In the right time and place, the noindex tag can be a wonderful thing. Unfortunately, there are times where it can cause problems.
Over the past few years, I have had the chance to work on a number of sites with page counts running into the hundreds of millions. The reasons why people allow their sites to grow to such sizes are many and varied. Here are some of the more common reasons why this ends up happening:
- The publisher is trying to maximize their ability to rank on long-tail terms.
- The publisher believes that offering a massive level of refinements is good for the user experience.
- The site uses an unconstrained tagging system that allows any combination of tags (even clearly illogical combinations) to create unique new pages.
- The site implementation has bugs in it that result in pages being unintentionally created.
When sites grow this large, it often means that many of the pages have very little redeeming value, or that the differences between groups of pages in a given section are nearly trivial.

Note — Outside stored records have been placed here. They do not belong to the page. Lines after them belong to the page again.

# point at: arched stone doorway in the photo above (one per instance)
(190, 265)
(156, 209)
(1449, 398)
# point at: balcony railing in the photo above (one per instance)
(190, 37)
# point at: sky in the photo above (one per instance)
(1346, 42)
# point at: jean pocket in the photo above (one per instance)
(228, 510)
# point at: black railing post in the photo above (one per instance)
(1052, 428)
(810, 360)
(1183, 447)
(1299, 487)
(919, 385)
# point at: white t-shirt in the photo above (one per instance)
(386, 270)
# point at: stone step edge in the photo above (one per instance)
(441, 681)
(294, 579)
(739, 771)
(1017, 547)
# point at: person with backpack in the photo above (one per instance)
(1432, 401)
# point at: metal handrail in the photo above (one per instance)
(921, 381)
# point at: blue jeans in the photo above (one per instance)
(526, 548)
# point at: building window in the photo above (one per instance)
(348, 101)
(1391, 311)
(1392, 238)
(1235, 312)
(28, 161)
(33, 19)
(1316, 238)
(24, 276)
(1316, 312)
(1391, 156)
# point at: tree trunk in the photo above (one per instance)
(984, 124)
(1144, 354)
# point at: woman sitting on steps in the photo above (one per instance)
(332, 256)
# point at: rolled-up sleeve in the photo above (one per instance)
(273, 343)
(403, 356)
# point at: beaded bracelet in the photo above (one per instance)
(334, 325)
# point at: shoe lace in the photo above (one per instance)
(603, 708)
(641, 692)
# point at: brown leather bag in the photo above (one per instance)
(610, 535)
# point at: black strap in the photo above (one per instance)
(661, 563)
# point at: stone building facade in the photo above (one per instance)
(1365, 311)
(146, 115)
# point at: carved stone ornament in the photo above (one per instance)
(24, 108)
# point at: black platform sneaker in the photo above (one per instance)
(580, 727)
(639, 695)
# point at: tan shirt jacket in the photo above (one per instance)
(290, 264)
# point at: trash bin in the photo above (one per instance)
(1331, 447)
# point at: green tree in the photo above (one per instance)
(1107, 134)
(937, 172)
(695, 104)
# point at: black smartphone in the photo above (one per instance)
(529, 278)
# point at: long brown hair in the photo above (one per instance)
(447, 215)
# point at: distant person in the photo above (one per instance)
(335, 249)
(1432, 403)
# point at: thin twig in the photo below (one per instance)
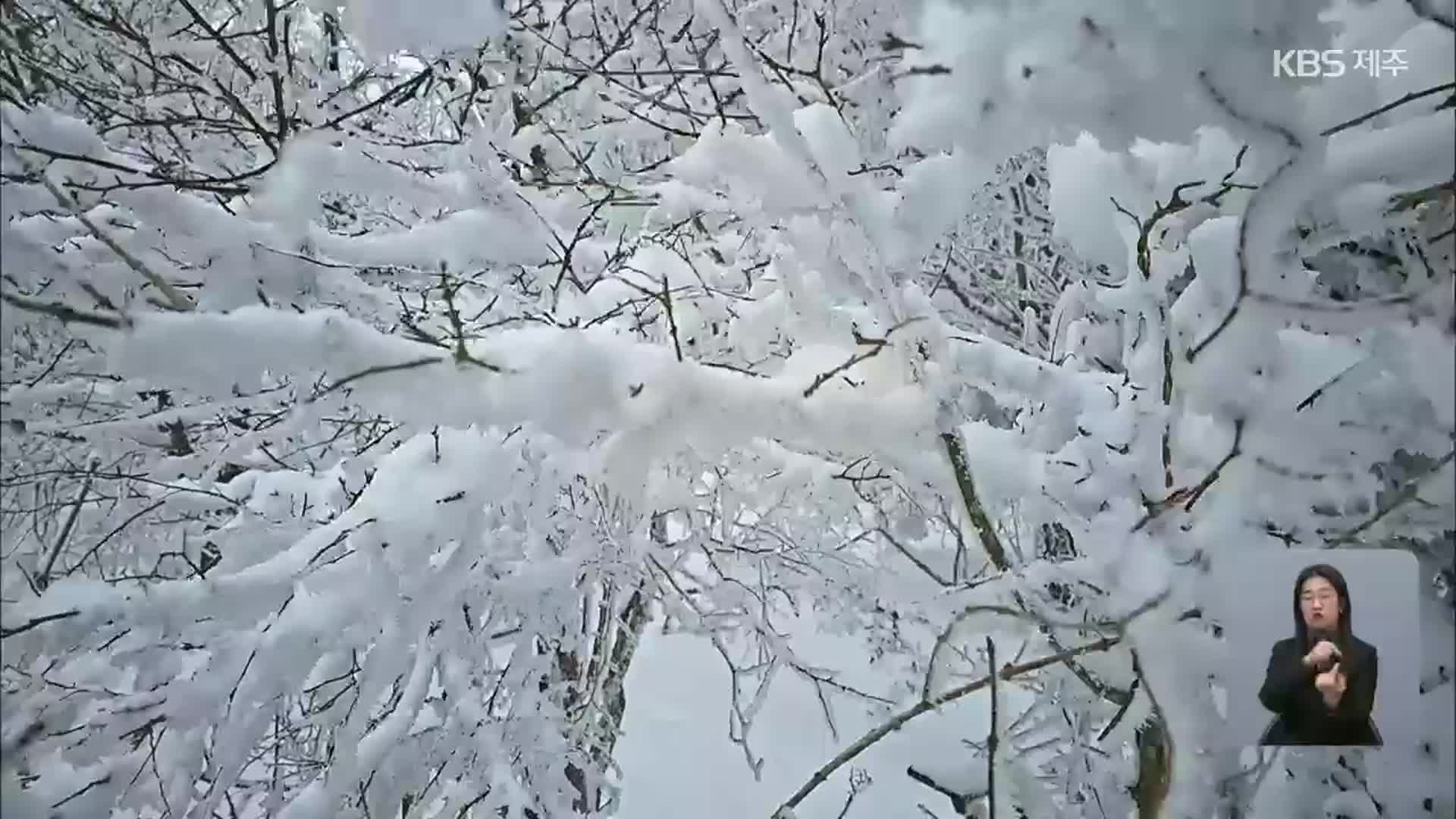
(925, 706)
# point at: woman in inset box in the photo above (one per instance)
(1321, 682)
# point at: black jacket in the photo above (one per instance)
(1301, 716)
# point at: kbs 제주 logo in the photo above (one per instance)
(1337, 61)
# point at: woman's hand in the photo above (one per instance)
(1321, 654)
(1331, 686)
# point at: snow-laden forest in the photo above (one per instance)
(707, 409)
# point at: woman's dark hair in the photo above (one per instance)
(1332, 576)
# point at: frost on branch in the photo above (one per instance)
(376, 382)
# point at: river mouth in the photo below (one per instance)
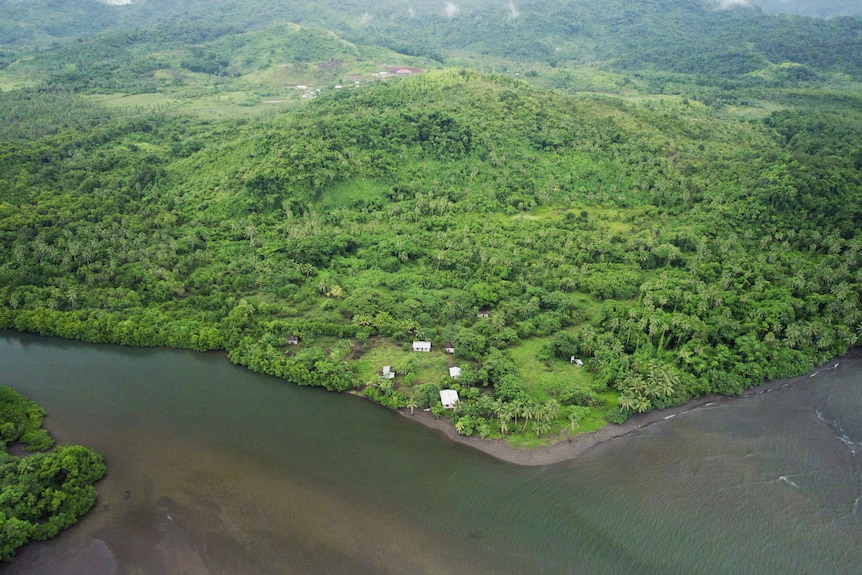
(215, 470)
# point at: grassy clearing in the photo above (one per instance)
(427, 367)
(546, 379)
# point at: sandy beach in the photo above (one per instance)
(572, 446)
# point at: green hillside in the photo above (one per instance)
(683, 221)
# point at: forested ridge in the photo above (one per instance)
(686, 231)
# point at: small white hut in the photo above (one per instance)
(448, 397)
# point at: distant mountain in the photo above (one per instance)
(819, 8)
(718, 39)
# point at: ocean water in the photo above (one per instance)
(215, 470)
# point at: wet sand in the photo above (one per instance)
(571, 446)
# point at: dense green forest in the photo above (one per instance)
(668, 191)
(47, 491)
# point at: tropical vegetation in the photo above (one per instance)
(680, 214)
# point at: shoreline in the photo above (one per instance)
(575, 445)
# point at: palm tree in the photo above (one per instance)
(411, 405)
(459, 426)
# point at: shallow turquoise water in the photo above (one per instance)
(214, 469)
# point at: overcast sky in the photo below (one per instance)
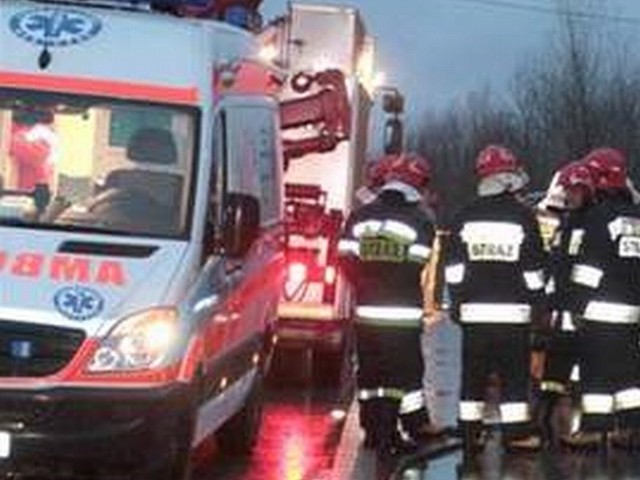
(439, 50)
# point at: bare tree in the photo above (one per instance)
(582, 91)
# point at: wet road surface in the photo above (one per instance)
(304, 436)
(301, 428)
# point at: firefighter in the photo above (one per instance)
(495, 273)
(576, 193)
(606, 277)
(384, 248)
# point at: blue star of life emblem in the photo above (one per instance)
(79, 303)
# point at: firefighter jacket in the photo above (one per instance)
(383, 250)
(607, 272)
(564, 255)
(495, 266)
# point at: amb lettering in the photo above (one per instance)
(62, 268)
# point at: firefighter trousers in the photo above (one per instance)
(609, 368)
(390, 375)
(495, 373)
(561, 356)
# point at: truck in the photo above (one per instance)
(320, 184)
(142, 260)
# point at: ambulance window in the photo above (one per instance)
(219, 169)
(253, 158)
(125, 121)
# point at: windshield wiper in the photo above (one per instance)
(16, 222)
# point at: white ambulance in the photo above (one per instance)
(140, 258)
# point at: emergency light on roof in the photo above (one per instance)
(240, 13)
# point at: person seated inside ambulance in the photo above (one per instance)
(33, 148)
(140, 198)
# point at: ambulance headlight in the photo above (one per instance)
(142, 341)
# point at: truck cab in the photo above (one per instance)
(141, 258)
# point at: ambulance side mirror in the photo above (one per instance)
(241, 224)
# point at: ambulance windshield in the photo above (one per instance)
(95, 165)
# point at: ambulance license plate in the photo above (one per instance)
(5, 444)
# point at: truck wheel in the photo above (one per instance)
(177, 465)
(239, 434)
(328, 367)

Consider, for example, a page about “Size 10 blue left-handed bottle washing widgets” and “Size 10 green left-handed bottle washing widgets.” Users may want to choose their color, but that should not really require the creation of an entirely new web page. I have seen situations where the ratio of total pages to arguably useful pages is as high as 10:1!
The problem with having pages like this is that it can cause your site to be flagged by Google as thin content. This could mean a loss of visibility due to the Panda algorithm or even a manual penalty. Neither of these is a good thing!
Noindexing Not The Answer
One way to avoid the penalty scenario is to put the noindex tag on the pages that you do not wish to be included in Google’s index. Assuming that you can identify all of the pages that might cause Google concern, this will remove the risk of the manual penalty or being hit by the Panda algorithm, but this is not enough. Let’s explore the three main reasons why:
1. Dilution Of PageRank Focus. One common scenario is that the “bad” pages are linked to within a list of products.

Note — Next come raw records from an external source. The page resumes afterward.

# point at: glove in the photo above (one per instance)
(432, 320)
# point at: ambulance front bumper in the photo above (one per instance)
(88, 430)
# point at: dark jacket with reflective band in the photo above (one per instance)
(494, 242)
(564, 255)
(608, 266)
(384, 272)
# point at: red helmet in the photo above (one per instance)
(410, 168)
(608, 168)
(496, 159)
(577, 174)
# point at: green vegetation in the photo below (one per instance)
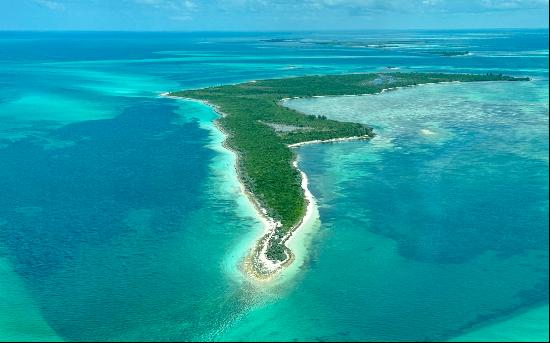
(260, 129)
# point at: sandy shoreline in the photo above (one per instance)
(256, 264)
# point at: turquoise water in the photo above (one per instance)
(121, 218)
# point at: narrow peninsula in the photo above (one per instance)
(262, 133)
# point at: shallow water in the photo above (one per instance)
(121, 218)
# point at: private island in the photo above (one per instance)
(262, 133)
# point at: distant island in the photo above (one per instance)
(262, 133)
(448, 53)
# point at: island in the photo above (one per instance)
(262, 132)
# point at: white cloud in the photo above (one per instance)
(365, 6)
(180, 10)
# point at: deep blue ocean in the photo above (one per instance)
(121, 218)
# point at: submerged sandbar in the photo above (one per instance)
(262, 133)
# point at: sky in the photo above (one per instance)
(270, 15)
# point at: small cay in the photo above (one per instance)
(262, 133)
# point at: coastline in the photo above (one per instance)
(256, 264)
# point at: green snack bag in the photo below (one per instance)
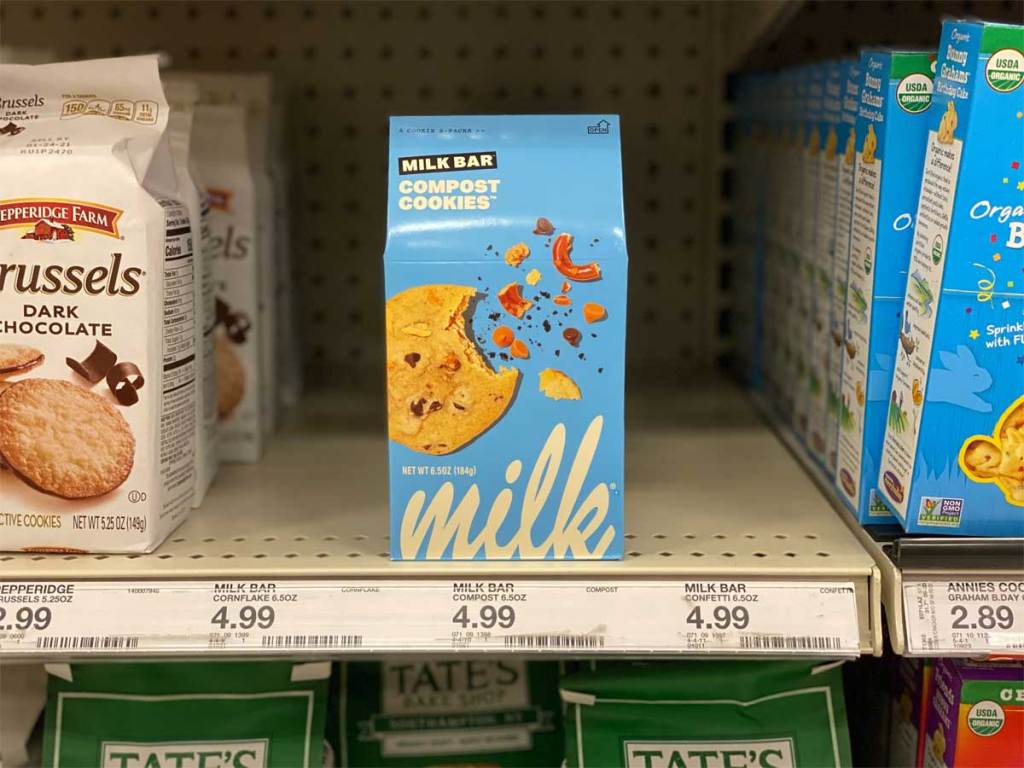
(500, 713)
(185, 715)
(733, 714)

When this is handled properly, the links in this list point to pages that are very closely related and highly relevant to the page the links are on and worth indexation, as shown here:
Don’t get me wrong, those links are an important part of your site structure, so having them there is a good thing. However, the links to those product pages within a topically relevant navigation path (“Topically Relevant Links to Key Money Pages”) are truly precious. You don’t want to waste them.
The problem starts when some of the links in the product list are pages that are not worthy of being indexed. You can solve the penalty related problems with the noindex tag, but you end up wasting some of that PageRank. Here is an example page to illustrate the problem:
In the example image above, 20% of our Topically Relevant Links to Key Money Pages are pointing to a noindexed page. This PageRank is basically completely wasted. Why? Let’s take a look at what happens on that noindexed page:
Some of the PageRank is consumed by the noindexed page itself, and even though the noindexed page can still pass the rest of the PageRank out to other pages via links, the great majority of those links are going to pages other than your key money pages as I showed in the example image above.
2. PageRank Passed Into Never-Never Land. Wasting the PageRank from Topically Relevant Links to Key Money Pages is bad enough, but it’s not the only problem. On very large sites, you can have a situation where Google does not crawl your entire site, as shown here:
As shown in this image, Google reaches the point where the crawling stops. It simply has decided that there are too many pages on the site for it to go any further. Yet the pages at the bottom of the tree where the crawling stops are still passing the PageRank they have to other pages that Google has not, and will not, crawl. That PageRank is effectively passed into never-never land, and it’s wasted as well.
3. Chews Up Crawl Bandwidth. Google still crawls pages with the NoIndex tag on the page. If you have a large percentage of pages on your site that are noindexed, Google will spend time crawling those pages instead of crawling pages that it might actually rank for you.
This can hurt you when you make major changes on your site that you want Google to see and process, or when you add a new section to the site. For most sites, Google only crawls a small portion of the site on a given day, so having it spend time on a part of their “crawl budget” on pages that have no meaning to them can greatly slow down the process of discovering the great new changes you made.
Rel=Canonical Not So Good Either
An alternative solution to the NoIndex tag is to implement Google’s rel=canonical tag to tell Google that a given page is to be considered a copy or a subset of another page. In principle, this is great, because it would preserve all of the PageRank associated with the page, and pass it back to the page linked to in the tag. There are two problems with this:
- Rel=canonical is meant to be used only in cases where the page with the tag on it is a strict copy or subset of the page which the tag links to. Using it in situations where this is not the case is not advised.
- Even if the pages you are trying to deal with are strict subsets of pages you want to keep, Google considers rel=canonical to be a suggestion, and it may choose to ignore the suggestion. This is unfortunately, not that uncommon, and in my experience happens a lot in these very large web site situations.
Sometimes You Just Have To Bite The Bullet
Sometimes you have just have to take on the task of cleaning the mess up. It can also pay huge dividends, as shown in this traffic chart:
We reduced the page count on this site by more than 90%, from hundreds of millions of pages to tens of millions. It looks like Google liked it!
A significant development effort will be necessary in order to straighten this sort of situation out; however, my experience is that the rewards usually justify the effort.